Not a whole lot is new with me. I’ve been constantly coming up with new games to play with my students. My latest is to bring in my alarm clock, and set the alarm one minute ahead. Then we play hot potato while saying the days of the week, months of the year, seasons, etc. The game was up when they figured out how to disable the alarm really subtly, without me noticing. (I’m telling you! They’re clever! Not that my classroom is anything like Jurassic Park.)
Right now, I’m procrastinating on doing some writing homework. Our teacher emailed us a PDF and we have to describe the pictures in Chinese. Unfortunately, they’re cartoons, and I have no idea what the jokes are. Take a look. I’ll be accepting assistance in the comments section below, thanks.
Sad to say my 父母 have left Beijing. I hope their trip wasn’t too overwhelming! I had a lot of fun showing them around, and I was reminded that traveling and living in China sometimes isn’t the most convenient, but is always an adventure. Also, I learned that I literally have no table manners left. It’s not really a thing here to NOT reach all the way across the table. (Not to mention slurping noodles!)
I’ve been thinking a lot about the idea of “common courtesy” and how it relates to Chinese culture. My Chinese American friend was telling me how frustrated she gets sometimes with Chinese people here who, she feels, don’t express any courtesy. And I can see what she means. Shoving, reaching, spitting, smoking, talking loudly…. they’re all common and nobody bats an eye. If you say hi to a stranger, even in a situation like an elevator, they’re going to think “crap, am I supposed to know that person!?” (And that’s the best case; usually they’ll just think you’re bonkers).

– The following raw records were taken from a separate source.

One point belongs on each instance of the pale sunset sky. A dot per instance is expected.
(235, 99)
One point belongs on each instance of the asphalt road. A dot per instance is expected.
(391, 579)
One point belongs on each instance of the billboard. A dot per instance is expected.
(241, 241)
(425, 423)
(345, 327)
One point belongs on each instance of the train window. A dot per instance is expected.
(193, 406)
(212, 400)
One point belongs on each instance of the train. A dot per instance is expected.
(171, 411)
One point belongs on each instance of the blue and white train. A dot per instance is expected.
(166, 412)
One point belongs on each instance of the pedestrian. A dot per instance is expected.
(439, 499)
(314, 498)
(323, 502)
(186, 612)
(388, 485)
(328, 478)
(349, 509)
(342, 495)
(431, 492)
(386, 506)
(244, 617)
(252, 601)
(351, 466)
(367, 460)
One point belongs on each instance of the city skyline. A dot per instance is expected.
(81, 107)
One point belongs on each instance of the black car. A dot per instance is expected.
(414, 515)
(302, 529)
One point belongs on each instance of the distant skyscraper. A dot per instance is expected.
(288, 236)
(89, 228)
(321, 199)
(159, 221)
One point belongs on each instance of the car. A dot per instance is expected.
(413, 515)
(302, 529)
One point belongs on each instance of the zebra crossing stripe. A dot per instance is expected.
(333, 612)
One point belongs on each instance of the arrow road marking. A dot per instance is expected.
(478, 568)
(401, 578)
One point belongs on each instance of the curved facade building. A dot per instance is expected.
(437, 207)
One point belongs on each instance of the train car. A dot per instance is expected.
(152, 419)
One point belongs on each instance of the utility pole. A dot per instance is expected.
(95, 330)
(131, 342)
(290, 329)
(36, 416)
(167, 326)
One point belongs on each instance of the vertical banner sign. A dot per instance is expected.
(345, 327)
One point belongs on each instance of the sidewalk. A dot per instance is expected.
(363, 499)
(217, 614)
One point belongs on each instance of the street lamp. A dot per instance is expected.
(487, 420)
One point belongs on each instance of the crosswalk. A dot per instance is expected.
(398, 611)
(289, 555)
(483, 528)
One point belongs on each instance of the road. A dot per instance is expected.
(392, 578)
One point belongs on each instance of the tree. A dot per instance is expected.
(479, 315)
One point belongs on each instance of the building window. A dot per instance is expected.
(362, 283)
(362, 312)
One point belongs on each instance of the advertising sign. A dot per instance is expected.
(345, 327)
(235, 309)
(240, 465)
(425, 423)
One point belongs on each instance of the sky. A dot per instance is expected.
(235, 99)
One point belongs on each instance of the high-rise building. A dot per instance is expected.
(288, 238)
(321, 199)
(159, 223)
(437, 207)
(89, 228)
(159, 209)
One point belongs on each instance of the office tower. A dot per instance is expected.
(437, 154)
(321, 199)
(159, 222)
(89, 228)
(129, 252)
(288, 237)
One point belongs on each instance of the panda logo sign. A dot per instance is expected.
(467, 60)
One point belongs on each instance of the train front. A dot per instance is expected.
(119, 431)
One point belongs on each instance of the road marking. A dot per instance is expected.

I was reading a blog post where the writer was complaining about how in China, people think you’re stupid for showing what we would call politeness. Even the language itself can be harsh sounding, and brutally blunt. In America, in situations where I would normally say “oh, no thanks, I’d rather not,” in China I would say “不要” which is simply, “don’t want.”
I think there’s a much more subtle force at work than our version of common courtesy. I think overall, people are much more open to others (umm, not talking politics here). I once helped a grandfather carry a baby carriage up some stairs while grandma carried the baby. They thanked me and I cooed at the baby for a minute. Maybe not the best example, but the whole situation struck me as so routine for them, like they thought it was really unremarkable. To them, it was so natural that I would offer help and smile at their grandson. I think a similar situation in the U.S. while of course it could happen, would be regarded with much more… suspicion? In the U.S. accepting help like that would be seen as a sign of weakness much more than it does here. And instead of getting huffy or angry at others, everyone accepts that the public space is for everyone, and so anyone can bump into you, spit on the ground, play a loud game of cards, and it’s okay. In the U.S., someone bumping into you the wrong way can start a fight.
Anyway, obviously not fully developed in these ideas and I’m just kind of running a rambling comparison. Just something to think about.